Forum Moderators: open
I work with a company that has developed a Content Management System (CMS) that uses dynamic URLs and a database to build a web site. A typical URL generated by our software is: default.asp?mn=23.32.85.12 and this URL points to the same page every time unless the user updates the content. Also, the CMS builds simple standard links to this content.
From all my reading I have determined that Google (and other search engines) are able to handle URLs with a "?" in them. But what about the "." that I've used? If this is a bad thing, what can I use if it is a "no-no"? It takes such a long time to show up in the search engines that testing takes forever. I'd like someone, somewhere to tell me difinitively what various spiders will or will not handle.

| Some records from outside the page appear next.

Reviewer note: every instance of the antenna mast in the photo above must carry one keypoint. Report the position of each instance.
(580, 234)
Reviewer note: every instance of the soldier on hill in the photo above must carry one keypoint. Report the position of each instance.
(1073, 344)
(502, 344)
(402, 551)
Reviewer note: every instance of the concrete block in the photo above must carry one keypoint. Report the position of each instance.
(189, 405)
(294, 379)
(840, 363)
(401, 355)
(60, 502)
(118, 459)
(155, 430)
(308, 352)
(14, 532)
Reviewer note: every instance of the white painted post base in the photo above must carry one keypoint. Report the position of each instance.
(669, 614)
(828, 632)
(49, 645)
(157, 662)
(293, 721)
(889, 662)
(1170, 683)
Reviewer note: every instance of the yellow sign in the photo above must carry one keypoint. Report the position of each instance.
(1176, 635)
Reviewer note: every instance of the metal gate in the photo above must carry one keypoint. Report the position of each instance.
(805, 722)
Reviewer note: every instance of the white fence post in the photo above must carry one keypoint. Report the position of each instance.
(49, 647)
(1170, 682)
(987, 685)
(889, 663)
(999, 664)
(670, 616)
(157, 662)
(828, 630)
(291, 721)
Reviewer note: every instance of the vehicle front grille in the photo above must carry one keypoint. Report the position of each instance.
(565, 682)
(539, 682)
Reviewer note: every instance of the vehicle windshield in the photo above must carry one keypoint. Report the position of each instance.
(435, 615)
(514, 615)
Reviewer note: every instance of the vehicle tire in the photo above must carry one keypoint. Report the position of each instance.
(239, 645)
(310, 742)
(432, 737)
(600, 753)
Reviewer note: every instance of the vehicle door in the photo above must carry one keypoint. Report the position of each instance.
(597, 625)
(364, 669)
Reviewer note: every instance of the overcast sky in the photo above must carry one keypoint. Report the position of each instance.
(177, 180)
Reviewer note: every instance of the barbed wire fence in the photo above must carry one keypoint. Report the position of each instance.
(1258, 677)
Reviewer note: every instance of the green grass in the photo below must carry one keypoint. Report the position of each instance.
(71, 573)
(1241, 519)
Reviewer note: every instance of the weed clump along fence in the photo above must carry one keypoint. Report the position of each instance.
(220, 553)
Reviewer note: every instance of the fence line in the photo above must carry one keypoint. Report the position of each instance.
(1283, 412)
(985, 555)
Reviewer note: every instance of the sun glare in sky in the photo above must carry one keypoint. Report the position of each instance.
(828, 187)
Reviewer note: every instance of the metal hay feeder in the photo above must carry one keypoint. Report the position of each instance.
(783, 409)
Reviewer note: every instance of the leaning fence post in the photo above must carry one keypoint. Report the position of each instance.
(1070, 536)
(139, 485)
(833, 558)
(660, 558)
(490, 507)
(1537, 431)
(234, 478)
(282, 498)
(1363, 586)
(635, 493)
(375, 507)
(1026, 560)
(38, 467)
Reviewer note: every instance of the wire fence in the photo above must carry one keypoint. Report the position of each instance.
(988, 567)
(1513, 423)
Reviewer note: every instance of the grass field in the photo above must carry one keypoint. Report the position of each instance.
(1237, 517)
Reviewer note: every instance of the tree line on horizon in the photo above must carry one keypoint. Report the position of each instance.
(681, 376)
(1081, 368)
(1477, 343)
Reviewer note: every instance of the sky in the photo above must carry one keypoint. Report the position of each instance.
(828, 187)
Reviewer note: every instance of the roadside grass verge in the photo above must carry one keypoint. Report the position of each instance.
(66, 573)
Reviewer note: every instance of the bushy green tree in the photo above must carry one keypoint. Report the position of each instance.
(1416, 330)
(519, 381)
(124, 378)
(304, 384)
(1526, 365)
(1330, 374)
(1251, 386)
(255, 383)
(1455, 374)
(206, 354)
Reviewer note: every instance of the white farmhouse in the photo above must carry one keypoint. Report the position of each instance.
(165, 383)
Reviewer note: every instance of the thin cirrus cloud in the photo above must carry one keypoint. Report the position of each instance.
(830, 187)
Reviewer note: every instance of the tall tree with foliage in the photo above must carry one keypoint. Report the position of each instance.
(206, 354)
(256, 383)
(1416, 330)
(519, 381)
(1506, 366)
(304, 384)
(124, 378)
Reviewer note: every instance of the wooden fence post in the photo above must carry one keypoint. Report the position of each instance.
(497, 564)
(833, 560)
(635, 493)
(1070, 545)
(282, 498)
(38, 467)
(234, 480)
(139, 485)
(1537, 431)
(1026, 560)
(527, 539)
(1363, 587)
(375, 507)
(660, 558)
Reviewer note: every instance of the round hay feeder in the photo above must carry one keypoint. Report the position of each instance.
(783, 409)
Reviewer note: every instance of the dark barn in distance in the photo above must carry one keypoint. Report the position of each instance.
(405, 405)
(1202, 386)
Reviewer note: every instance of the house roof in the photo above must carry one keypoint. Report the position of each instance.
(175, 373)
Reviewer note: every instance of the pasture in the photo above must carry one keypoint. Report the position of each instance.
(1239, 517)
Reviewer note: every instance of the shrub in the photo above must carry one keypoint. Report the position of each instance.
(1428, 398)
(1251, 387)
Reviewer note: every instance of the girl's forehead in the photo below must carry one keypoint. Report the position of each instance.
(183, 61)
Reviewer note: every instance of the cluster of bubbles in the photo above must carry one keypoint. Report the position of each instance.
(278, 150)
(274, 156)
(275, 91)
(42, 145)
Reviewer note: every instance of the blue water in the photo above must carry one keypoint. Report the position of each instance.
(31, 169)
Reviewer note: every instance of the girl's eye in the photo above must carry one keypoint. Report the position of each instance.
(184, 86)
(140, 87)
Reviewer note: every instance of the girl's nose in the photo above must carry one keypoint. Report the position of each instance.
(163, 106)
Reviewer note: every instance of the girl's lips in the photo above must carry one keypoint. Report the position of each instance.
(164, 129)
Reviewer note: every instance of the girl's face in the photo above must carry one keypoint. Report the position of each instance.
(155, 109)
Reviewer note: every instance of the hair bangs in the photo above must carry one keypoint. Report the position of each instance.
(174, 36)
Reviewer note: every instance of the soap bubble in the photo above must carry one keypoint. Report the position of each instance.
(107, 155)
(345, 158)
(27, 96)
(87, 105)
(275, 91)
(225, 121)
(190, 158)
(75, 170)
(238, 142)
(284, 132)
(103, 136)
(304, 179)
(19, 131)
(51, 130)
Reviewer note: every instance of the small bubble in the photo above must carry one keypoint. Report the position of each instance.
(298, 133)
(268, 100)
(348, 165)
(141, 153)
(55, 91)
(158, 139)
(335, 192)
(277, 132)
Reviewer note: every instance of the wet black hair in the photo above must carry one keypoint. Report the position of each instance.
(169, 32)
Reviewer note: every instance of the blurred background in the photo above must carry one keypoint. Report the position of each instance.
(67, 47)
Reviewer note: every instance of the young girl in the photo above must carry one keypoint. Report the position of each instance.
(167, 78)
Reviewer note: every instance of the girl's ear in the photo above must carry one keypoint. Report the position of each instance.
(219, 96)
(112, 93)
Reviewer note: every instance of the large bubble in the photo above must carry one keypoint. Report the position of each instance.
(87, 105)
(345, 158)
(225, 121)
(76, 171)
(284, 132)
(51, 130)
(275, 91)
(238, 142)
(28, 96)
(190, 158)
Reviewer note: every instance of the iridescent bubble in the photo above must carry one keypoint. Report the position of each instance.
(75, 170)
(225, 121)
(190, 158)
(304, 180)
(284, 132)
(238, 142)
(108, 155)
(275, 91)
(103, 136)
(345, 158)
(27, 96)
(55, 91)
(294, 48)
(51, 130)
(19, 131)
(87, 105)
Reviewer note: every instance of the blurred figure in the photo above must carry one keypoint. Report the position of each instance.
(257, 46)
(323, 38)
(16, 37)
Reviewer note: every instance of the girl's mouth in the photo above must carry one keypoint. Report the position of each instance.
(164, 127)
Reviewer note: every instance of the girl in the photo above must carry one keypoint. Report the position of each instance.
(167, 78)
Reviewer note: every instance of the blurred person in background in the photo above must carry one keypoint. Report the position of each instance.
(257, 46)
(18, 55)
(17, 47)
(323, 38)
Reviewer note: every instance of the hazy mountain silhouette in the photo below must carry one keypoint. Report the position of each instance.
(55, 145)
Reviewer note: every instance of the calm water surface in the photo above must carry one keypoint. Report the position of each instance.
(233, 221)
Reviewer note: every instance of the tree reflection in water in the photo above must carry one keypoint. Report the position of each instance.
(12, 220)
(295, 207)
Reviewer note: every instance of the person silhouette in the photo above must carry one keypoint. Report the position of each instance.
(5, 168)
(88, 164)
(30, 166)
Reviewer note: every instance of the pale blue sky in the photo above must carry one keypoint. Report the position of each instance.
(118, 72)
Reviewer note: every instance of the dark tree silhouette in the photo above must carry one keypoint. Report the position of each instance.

These rules seem to be such a mystery but I don't understand why this question is so hard to have answered. It's not like we are asking for their rules for indexing pages, etc. I just want a rule set for determining whether or not the spider will follow the URL. Can't Google and other search engines post this information on their site so we can build URLs that can be followed safely?
A content management system by any other name is still a cloaking utility. If they post info such as what urls and styles they will follow, several thousand sites crank up the doorway page generators and lay waste to the G index within a few days.
Here is what we know/assume/ymmv/cobbled together about G's dynamic url behavior.
- shorter is better. Keep the total length of the string under 120 characters max. (best to keep it under 40 where possible.
- number of parameters. Keep it under 3. More than 4-5 have a hard time getting it indexed.
- don't use unicode or encoded parameters - keep it to ascii if possible.
- page that is generated best be close to a perfect match if gb dl's it twice within a short time frame.
- leave the session ids back in the high school comp sci class where they belong.
- do nothing based upon cookies or session ids or atleast present the same page of content over and over.
My preference for a CMS (and I'm in the market) would be that it offers an option to write static pages or provides an easy means to rewrite URLs to appear static.
Your single variable URL isn't too forbidding and should be readily spiderable with good linking, although I'd tend to substitute dashes for the dots if possible. Dots may or may not matter in the query string, but if you rewrite the URL, "23-32-85-12.html" would definitely be better.
I appreciate your reply, however, I really don't think I agree with your comment about CMS = Cloaking Facility or maybe I just don't understand it. Our clients are not trying to hide anything, they are trying to provide their marketing staff with the tools to quickly and easily maintain information on their web site so the information is current and accurate.
I also do not understand why providing content to the Google engine is considered "laying waste to the index". Isn't the engine's ultimate task to index ALL content on the Internet to make searching for information easier? Why should they want to ignore content just because it cannot be consumed via a static HTML page? If "default.asp?mn=23.32.85.12" and "company/management/team.html" returns the same information why should one be any more important to Google (or any other search engine) than the other?
URL rewriting to solve my problem as rogerd suggests might be fine if you have control over the hosting environment but many of our clients run their sites in a purchased hosting environment where they do not have control over the server to install URL filters/re-writers. We have developed a way for our clients to provide a promotional URL to particular content areas (eg. www.mysite.com/promoURL/ ) even though the directory does not really exist by utilizing a redirect. I suspect, though, that the Googlebot does not follow redirects.
All I am asking for is a set of rules to follow (and you've given me some, thank you) to help Google index my client's sites safely without the site becoming a "spider trap".
Regards, Iguanasan
PS: What does "ymmv" mean?
Googlebot does index deeper than it did a year or two ago, including many more 'dynamic' looking URLs. If you have plenty of PageRank, the "?" characters probably won't cause you a problem.
If you want your static URLs to look static, then it might be time to go talk to your programmers/software venders and the hosting companies to see how much they want your business, or your clients business.
I think that Brett's list really is what you're looking for. It is easier to get short, ASCII-only URLs indexed, without many "&" characters (and preferably no "?"), that are stable over time.
YMMV = Your Mileage May Vary
- page that is generated best be close to a perfect match if gb dl's it twice within a short time frame.
Now I am worried. All of my pages are dynamically generated because it is very easy for me to update across the entire site.
On my last update, I made some fairly heavy changes and it took me nearly 15 min to do error corrections. When I went to look at my logs GB had hit the page 3 times, each time just after a change. GB hasn't been back. :(
Is there a way to do includes with HTML files so that I can get away from the dynamic pages where they really are not necessary?